Q: We see in the series that Adam and Rebekah are the creative, dreamer people while their business partner Miguel is more practical and strategic. Do you think that for any endeavor to really succeed a team needs a Miguel-type personality to be involved?   

AH: I don’t know. I’m not sure. I think it is specific to every partnership and it depends on what the goals are. I certainly know, in my life, I’ve been very lucky to be the beneficiary of people who have been able to practically execute things that I’ve wanted to do and have been able to support my dreams in really concrete ways. So, from my experience, I would say, yes, absolutely, but it’s hard to comment on other people.    

Q: Can you talk a little about Rebekah’s relationship with her father? He seems so supportive of her. Do you think that shaped her and taught her to expect great things out of life?

AH: I’m always so conscious of the fact that I played a real person and that Rebekah’s story is really HER story and this is just my interpretation of it and I am part of a group’s interpretation of it, so I weirdly don’t feel right commenting on such things because I think it is for her to tell us. Anything that I have to say about it or desire to say is on the screen.

Q: Has Rebekah reached out to you? Do you want her to?

AH: Again, I feel like that sort of stuff takes away from [the experience.]

Q: What does serving as a producer on projects like this allow you to do?

AH: It wasn’t very different than what I do as an actor and it’s made me realize that maybe I — I don’t want to use the word “overstep” as an actor — but maybe level of collaboration I seek is unusual. But I was so lucky to have the partnership that I did on this one with Lee Eisenberg and Drew Crevello, our showrunners and series creators.

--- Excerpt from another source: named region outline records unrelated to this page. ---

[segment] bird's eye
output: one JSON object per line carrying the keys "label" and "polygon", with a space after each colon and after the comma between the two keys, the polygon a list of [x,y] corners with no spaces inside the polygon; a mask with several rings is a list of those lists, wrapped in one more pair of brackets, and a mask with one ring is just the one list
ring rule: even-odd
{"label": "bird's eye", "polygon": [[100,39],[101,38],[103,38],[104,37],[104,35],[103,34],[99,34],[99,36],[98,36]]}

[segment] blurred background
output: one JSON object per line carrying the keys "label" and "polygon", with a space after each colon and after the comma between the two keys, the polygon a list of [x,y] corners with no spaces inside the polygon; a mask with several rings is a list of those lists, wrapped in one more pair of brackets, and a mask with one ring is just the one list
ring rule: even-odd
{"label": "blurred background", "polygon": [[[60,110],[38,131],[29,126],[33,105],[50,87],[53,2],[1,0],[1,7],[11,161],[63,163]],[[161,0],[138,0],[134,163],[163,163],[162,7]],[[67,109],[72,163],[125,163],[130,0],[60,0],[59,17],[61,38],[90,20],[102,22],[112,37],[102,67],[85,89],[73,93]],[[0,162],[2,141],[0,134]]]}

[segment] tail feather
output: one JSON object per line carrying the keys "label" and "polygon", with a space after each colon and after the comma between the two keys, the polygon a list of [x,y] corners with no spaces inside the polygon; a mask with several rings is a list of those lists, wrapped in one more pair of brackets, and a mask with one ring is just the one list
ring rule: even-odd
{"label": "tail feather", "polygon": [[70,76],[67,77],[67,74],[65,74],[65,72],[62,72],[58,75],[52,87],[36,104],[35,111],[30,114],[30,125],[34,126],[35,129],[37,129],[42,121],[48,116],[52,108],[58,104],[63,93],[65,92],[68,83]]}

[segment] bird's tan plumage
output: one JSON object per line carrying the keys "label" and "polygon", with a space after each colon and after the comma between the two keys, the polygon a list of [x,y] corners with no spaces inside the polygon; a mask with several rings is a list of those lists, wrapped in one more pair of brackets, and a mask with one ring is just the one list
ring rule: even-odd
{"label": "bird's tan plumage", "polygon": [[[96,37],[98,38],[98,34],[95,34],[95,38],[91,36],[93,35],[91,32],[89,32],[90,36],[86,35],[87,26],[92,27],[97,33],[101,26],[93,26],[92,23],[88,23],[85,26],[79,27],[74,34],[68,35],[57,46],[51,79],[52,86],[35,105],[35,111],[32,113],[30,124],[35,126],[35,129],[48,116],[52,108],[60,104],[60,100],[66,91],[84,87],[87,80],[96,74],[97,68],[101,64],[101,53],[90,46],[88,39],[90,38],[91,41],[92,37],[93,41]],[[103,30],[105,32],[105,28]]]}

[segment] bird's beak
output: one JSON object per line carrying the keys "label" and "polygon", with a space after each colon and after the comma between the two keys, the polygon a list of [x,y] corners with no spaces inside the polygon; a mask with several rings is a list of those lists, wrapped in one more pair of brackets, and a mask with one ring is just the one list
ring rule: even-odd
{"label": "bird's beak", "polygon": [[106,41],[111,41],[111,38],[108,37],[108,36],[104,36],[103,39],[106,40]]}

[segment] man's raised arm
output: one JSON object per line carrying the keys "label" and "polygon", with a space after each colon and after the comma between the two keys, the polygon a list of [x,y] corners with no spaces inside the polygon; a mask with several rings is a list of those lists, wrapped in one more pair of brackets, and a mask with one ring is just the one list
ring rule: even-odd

They really invited me and made me feel like such a valued member of the team and were always open to hearing my thoughts on who Rebekah was and how she would see things in the world around her and they supported me at every turn in terms of making sure that her world reflect was accurate because she is someone who is incredibly detail-oriented, almost more so than any other character that I’ve played. So much of the character would be communicated through those details. I can’t say I was pushing harder for that because I was a producer. I don’t really know yet. I’m still figuring it out. It was new.     

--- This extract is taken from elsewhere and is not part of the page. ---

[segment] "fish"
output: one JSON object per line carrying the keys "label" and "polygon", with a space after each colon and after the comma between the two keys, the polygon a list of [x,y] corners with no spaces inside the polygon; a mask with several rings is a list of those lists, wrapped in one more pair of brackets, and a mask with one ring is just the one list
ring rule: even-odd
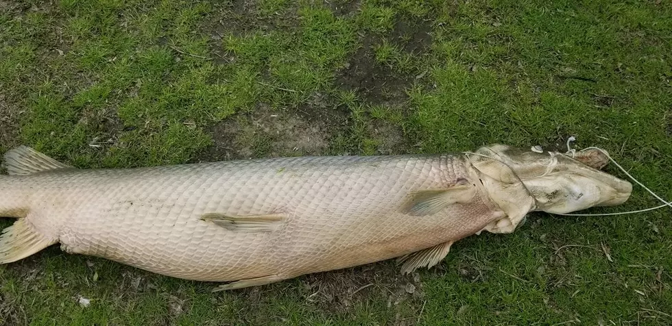
{"label": "fish", "polygon": [[624,203],[632,184],[601,171],[600,155],[494,144],[85,169],[21,146],[0,175],[0,216],[17,218],[0,236],[0,264],[60,244],[215,291],[391,259],[407,274],[468,236],[513,232],[530,212]]}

Q: This is based on a podcast. Do you listen to podcasts and do you think this is an interesting medium to mine for material for dramatic TV series and films? 

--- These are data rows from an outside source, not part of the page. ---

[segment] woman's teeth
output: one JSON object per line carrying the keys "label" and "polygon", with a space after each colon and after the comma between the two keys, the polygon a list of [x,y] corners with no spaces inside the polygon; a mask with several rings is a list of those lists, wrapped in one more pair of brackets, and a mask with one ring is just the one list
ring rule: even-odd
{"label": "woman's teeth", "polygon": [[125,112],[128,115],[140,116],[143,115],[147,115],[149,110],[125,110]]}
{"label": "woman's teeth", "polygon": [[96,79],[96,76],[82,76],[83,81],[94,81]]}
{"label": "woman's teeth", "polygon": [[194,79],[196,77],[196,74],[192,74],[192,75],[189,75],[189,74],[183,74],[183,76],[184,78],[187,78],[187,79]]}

AH: Wherever you can mine great stories, mine them. I don’t know that a podcast is better than anything else but it has yielded some pretty cool results. I happen to be lucky enough to be a part of one. I don’t listen to many podcasts, but the one I keep going back to is Oprah’s Super Soul Sunday. When I was making The Witches I had sometimes up to five hours in the chair doing prosthetics and we would put Oprah on and I would do my best not to cry because it would ruin the latex.  

Q: Speaking of crying, you have such a heartbreaking scene in WeCrashed where Rebekah decides to give up acting. What was it like showing this confident, vibrant woman as so vulnerable? 

AH: It’s really hard. It’s really humbling to realize that perhaps something that you really want to be good at is not available to you, something that you really desire. It’s heartbreaking and it’s something that I’ve experienced in my life, so I wanted to treat that moment with real tenderness because it is soul-crushing to realize that a dream is not going to come true. 

Q: What kind of roles are you looking to follow this up with, especially after coming out of the coronavirus pandemic?

AH: I want stories that make me believe in impossible things. I want lovely, imaginative, passionate stories that make me suspend disbelief. I think we’ve all been in our own little practical Zoom bubble for two years and I think we all want to travel in any way we can.